In-depth articles about Asian American film & filmmakers

SDAFF's Two Nominees for the ABC Grant

04.10 - Posted by The San Diego Asian Film Foundation
Congratulations to writers Miriam Kim and James Huang, San Diego Asian Film Foundation nominees for the annual ABC Talent Development Grant Program. Through the program, ABC hopes to discover a diverse new crop of writers, filmmakers and directors. Winners receive a $20,000 grant to develop their project. Please check SDAFF.org for more details.

 

Brazilian born Miriam Kim dazzled SDAFF audiences in 2003 with her short film “Just Between You and Me”, about a young Asian girl questioning sexuality in American society.

For the ABC Talent Development Grant Program, Kim submitted a feature film script entitled “Missing Tarsila”. The screenplay brings us to the streets of Sao Paulo, Brazil, where Tarsila, an elderly woman suffering from Alzheimer’s disease, tries to escape from her family and their plans to put her in a nursery home. An uncommon relationship develops between the upper middle class Tarsila and a homeless girl.

“The film deals with the other part of my heritage. Even though I am Korean, I spent the first 18 years of my life in Brazil.”

If Kim receives the grant, she hopes to move to Sao Paulo for two months.

“The city itself is an important character. There is a huge social-economic discrepancy. There are people who are very wealthy living in the same city where there are many people in destitute.”

Before filming, she plans to first conduct research in Sao Paulo and find out current living conditions of the poor.

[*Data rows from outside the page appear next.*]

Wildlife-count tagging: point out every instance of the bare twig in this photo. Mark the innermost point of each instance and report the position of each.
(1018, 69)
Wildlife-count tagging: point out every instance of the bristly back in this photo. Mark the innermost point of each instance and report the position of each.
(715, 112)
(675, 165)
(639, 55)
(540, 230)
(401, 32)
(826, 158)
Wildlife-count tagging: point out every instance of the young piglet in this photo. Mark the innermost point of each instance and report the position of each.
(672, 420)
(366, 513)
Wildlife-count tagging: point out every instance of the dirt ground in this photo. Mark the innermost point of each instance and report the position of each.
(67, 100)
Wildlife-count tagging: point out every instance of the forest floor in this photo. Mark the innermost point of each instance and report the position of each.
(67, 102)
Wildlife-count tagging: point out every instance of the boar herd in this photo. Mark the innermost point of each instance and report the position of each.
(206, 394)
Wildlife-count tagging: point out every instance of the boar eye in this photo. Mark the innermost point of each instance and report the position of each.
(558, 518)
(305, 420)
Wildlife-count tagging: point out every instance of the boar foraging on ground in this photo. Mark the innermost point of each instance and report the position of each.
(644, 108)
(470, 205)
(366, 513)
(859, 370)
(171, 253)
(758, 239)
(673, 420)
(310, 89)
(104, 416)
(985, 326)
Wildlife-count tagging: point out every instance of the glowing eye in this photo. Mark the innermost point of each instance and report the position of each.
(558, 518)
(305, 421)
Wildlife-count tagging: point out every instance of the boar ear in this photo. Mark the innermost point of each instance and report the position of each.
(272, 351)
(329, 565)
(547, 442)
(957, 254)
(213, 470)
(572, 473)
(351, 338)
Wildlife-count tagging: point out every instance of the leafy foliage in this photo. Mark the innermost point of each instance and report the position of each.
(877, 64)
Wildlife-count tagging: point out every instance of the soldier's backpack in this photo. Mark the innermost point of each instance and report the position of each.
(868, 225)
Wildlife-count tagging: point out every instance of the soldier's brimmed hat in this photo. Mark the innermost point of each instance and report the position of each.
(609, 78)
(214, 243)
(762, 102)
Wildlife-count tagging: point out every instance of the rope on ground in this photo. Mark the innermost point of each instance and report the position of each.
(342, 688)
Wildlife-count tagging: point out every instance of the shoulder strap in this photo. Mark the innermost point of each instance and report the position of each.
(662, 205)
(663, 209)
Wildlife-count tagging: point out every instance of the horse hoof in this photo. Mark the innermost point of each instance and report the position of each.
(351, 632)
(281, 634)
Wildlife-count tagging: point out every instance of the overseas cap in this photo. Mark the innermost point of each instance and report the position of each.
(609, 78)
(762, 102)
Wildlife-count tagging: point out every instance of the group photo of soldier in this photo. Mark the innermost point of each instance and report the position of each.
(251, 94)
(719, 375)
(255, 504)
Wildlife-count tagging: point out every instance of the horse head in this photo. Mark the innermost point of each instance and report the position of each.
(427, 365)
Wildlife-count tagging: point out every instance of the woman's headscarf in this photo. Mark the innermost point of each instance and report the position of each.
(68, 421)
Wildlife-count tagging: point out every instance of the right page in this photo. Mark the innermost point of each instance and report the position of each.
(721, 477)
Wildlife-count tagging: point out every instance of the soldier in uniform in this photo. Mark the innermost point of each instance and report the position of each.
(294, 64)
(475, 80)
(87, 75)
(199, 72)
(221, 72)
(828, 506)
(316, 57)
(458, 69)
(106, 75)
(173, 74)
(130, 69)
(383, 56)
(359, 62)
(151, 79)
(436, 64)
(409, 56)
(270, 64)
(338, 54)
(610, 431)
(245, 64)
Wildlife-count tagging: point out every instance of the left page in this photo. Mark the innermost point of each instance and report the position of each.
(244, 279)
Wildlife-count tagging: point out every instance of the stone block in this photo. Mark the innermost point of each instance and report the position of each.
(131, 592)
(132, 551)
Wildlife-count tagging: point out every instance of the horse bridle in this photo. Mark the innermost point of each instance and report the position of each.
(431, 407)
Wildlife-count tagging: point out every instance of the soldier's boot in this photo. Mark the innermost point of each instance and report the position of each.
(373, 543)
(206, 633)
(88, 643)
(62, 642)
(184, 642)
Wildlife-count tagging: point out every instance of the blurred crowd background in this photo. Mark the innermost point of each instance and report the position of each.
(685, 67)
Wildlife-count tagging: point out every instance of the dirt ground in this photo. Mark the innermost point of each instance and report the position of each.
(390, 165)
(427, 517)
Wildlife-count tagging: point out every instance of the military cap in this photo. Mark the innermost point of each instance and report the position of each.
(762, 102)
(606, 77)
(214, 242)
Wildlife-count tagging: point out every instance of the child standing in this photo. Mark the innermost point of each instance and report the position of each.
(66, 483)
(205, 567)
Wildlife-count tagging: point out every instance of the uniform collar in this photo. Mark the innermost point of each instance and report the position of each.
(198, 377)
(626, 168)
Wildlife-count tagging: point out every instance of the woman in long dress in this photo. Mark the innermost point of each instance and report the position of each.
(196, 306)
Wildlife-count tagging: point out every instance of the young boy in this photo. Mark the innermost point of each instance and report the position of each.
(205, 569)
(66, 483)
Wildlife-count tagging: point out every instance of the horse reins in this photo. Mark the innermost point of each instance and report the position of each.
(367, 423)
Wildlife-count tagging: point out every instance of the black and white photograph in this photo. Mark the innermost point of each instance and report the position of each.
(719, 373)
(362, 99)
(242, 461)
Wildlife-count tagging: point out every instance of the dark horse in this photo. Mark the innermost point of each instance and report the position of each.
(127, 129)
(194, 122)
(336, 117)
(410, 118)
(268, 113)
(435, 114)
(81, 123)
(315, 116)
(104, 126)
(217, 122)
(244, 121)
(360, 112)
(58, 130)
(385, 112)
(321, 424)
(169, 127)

Kim hasn’t been back in over a decade. She fears her memories of the place are too romanticized. She wants to portray the homeless in an accurate, socially relevant light.

“I am going there to attune. I want to be there on the street and get the sense of the place.”

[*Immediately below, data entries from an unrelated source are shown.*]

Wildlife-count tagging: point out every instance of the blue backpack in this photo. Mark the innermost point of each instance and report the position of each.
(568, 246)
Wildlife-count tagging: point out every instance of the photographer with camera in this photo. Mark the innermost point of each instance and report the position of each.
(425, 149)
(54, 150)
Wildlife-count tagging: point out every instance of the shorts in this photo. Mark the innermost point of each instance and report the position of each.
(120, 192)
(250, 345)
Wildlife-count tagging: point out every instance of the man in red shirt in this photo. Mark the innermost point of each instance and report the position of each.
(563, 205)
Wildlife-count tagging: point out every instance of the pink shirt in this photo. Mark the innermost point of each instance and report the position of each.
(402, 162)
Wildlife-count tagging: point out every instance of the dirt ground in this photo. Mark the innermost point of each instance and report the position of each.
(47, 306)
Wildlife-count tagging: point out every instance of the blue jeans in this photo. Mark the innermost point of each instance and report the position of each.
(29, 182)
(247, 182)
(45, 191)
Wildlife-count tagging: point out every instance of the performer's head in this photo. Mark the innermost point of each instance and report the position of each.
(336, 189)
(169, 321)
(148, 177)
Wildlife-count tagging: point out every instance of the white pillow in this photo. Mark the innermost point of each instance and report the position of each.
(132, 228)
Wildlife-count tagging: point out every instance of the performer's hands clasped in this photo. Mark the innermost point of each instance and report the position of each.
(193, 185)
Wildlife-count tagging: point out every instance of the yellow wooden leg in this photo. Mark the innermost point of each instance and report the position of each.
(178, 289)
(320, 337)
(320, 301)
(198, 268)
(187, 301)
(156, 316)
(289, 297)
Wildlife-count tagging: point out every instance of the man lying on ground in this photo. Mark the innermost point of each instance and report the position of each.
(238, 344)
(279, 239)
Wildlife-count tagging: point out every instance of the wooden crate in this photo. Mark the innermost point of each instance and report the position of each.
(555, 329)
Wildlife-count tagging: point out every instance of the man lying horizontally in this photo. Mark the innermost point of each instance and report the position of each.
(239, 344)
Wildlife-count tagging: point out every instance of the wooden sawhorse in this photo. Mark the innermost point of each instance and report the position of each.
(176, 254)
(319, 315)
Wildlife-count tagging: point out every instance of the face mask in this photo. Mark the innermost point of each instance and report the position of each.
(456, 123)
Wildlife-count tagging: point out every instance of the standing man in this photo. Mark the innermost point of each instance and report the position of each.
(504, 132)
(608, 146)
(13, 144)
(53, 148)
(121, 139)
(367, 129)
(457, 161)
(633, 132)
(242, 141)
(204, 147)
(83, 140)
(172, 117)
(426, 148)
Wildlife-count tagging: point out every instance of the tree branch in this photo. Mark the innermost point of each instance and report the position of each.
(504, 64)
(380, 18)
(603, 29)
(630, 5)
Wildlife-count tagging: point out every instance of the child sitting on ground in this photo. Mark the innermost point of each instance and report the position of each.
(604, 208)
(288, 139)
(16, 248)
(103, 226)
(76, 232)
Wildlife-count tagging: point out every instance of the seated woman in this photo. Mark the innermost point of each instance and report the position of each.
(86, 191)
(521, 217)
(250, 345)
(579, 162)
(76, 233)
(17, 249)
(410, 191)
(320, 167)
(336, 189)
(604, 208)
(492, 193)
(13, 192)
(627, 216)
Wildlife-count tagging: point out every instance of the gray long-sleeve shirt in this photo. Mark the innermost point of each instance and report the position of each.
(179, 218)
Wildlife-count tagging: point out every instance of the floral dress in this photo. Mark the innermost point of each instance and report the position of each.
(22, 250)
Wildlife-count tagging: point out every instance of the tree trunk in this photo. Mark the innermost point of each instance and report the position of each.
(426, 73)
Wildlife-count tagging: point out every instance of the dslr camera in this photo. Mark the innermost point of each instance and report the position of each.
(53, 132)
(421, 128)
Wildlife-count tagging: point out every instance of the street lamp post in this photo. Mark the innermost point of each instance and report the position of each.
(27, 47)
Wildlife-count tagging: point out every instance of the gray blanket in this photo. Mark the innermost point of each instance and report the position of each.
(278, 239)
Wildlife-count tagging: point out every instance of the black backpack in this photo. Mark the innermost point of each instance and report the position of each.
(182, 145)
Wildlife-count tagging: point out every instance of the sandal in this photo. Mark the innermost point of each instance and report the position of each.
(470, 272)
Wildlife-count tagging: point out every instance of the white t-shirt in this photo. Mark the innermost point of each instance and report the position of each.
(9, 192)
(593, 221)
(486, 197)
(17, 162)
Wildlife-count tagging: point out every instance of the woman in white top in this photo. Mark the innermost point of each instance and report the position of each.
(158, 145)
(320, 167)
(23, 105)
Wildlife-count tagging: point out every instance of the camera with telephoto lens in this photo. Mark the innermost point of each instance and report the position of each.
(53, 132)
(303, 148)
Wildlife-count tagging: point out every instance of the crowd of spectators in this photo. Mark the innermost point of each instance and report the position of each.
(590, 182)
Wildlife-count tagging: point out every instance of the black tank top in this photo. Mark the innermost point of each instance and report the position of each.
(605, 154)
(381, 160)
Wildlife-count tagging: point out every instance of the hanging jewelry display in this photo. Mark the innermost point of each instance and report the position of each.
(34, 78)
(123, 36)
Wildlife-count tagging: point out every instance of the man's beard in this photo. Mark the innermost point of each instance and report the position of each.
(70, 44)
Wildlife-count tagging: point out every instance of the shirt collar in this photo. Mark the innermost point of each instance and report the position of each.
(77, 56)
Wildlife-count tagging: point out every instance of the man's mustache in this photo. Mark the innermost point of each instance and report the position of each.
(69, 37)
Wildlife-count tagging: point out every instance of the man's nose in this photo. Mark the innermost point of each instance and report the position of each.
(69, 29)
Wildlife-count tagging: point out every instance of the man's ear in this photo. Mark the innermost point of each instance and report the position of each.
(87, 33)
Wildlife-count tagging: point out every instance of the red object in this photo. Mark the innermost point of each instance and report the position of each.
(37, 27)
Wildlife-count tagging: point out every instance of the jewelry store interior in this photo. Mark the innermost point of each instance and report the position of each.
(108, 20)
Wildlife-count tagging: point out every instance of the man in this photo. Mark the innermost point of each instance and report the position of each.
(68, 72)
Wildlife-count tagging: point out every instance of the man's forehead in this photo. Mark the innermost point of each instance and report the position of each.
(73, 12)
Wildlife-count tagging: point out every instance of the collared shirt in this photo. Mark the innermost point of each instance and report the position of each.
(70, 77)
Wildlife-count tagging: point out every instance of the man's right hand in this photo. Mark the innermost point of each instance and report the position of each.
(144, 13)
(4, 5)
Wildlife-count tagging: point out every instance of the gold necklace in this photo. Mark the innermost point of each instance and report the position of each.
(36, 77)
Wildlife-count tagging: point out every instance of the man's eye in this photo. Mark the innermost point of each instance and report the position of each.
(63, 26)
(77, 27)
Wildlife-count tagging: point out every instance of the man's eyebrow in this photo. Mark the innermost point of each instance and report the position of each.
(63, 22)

Though the script is in English right now, she hopes to work with a translator and rewrite the entire script in Portuguese. She wants to include street lingo from homeless kids.

“It would be in the style of a documentary – hand held, live captured on the fly. It’ll have a gritty and urban feel.”

English subtitles will be provided, and the cast will compose entirely of local talents, natives of Brazil.

“It is important for us as filmmakers to have some kind of social relevance in our films.”

Kim, inspired by personal experiences with Alzheimer’s from her own grandfather, wanted to portray a realistic account of what could happen when families have to make difficult choices.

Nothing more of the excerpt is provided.